Both approaches have their good points. Since we're fetching a number, the approach that immediately comes to mind is to return it as an integer. But bear in mind that the eventual use of the number will be in a write statement that goes back to the outside world. Someone — either us or the code hidden inside the write statement — is going to have to convert the number back to a string again. Turbo Pascal includes such string conversion routines, but why use them if we don't have to? Why convert a number from string to integer form, only to convert it right back again in the code generator, only a few statements later?

Furthermore, as you'll soon see, we're going to need a temporary storage spot for the value of the token we've fetched. If we treat the number in its string form, we can store the value of either a variable or a number in the same string. Otherwise, we'll have to create a second, integer variable.

On the other hand, we'll find that carrying the number as a string virtually eliminates any chance of optimization later on. As we get to the point where we are beginning to concern ourselves with code generation, we'll encounter cases in which we're doing arithmetic on constants. For such cases, it's really foolish to generate code that performs the constant arithmetic at run time. Far better to let the parser do the arithmetic at compile time, and merely code the result. To do that, we'll wish we had the constants stored as integers rather than strings.

What finally swung me back over to the string approach was an aggressive application of the KISS test, plus reminding myself that we've studiously avoided issues of code efficiency. One of the things that makes our simple-minded parsing work, without the complexities of a "real" compiler, is that we've said up front that we aren't concerned about code efficiency. That gives us a lot of freedom to do things the easy way rather than the efficient one, and it's a freedom we must be careful not to abandon voluntarily, in spite of the urges for efficiency shouting in our ear. In addition to being a big believer in the KISS philosophy, I'm also an advocate of "lazy programming," which in this context means, don't program anything until you need it. As P.J. Plauger says, "Never put off until tomorrow what you can put off indefinitely." Over the years, much code has been written to provide for eventualities that never happened. I've learned that lesson myself, from bitter experience. So the bottom line is: We won't convert to an integer here because we don't need to.
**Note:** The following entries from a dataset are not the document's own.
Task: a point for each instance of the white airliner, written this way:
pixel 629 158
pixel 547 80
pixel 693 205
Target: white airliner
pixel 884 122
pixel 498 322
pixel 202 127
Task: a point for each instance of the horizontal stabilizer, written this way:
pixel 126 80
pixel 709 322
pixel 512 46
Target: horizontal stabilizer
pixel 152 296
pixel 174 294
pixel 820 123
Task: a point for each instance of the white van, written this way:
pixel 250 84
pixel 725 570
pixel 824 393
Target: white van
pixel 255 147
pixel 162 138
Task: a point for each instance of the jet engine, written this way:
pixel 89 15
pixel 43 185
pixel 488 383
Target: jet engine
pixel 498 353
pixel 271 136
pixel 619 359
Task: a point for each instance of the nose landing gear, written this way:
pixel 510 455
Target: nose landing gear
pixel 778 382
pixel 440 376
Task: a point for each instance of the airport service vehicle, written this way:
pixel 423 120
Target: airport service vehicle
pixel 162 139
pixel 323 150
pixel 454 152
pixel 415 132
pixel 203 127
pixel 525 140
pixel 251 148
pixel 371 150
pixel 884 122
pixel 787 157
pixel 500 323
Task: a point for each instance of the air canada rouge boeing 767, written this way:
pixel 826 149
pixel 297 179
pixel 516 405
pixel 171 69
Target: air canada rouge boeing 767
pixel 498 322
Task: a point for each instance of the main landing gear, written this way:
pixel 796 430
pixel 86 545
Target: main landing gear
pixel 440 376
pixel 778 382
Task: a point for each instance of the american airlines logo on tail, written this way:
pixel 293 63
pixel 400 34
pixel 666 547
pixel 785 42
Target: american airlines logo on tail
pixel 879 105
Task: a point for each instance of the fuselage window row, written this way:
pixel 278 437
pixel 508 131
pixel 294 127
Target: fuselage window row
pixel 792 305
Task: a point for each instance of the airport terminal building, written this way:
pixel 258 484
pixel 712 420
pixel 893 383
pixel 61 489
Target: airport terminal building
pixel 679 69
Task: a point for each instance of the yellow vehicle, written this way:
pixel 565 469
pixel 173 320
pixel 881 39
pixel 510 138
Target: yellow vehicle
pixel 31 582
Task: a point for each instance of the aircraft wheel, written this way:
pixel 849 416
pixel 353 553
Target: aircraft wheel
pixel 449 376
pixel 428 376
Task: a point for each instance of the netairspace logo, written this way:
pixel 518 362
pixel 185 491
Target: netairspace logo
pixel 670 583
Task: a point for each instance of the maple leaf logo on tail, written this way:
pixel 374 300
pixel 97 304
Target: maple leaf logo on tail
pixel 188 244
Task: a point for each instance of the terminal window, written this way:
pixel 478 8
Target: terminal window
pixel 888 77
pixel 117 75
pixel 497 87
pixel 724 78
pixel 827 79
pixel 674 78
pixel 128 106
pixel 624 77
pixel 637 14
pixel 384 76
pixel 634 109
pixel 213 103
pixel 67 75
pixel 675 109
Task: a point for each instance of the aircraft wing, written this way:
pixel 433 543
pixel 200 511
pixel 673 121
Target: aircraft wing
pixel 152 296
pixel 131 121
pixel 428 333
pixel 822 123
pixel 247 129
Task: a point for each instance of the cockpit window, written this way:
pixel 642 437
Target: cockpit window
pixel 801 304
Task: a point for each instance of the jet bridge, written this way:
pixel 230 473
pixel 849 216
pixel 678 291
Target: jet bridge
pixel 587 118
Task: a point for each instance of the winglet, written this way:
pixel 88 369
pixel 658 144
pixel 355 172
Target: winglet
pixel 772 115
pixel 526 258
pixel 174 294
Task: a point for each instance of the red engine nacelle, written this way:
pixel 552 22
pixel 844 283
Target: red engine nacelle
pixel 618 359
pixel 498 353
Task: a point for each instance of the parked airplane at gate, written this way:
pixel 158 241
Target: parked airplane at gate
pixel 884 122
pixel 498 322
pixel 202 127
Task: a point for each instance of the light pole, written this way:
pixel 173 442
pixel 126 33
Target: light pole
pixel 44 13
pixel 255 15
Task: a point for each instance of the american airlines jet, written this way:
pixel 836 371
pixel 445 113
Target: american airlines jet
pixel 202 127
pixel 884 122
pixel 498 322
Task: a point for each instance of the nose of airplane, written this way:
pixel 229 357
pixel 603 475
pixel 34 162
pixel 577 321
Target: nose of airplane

It's as simple as that.

For those of you who still think we may need the integer version (and indeed we may), here it is:

{ Get a Number (integer version) }
function GetNumber: longint;
var n: longint;
        n := 0;
        if not IsDigit(Look) then Expected('Integer');
        while IsDigit(Look) do begin
                n := 10 * n + (Ord(Look) - Ord('0'));
        GetNumber := n;

You might file this one away, as I intend to, for a rainy day.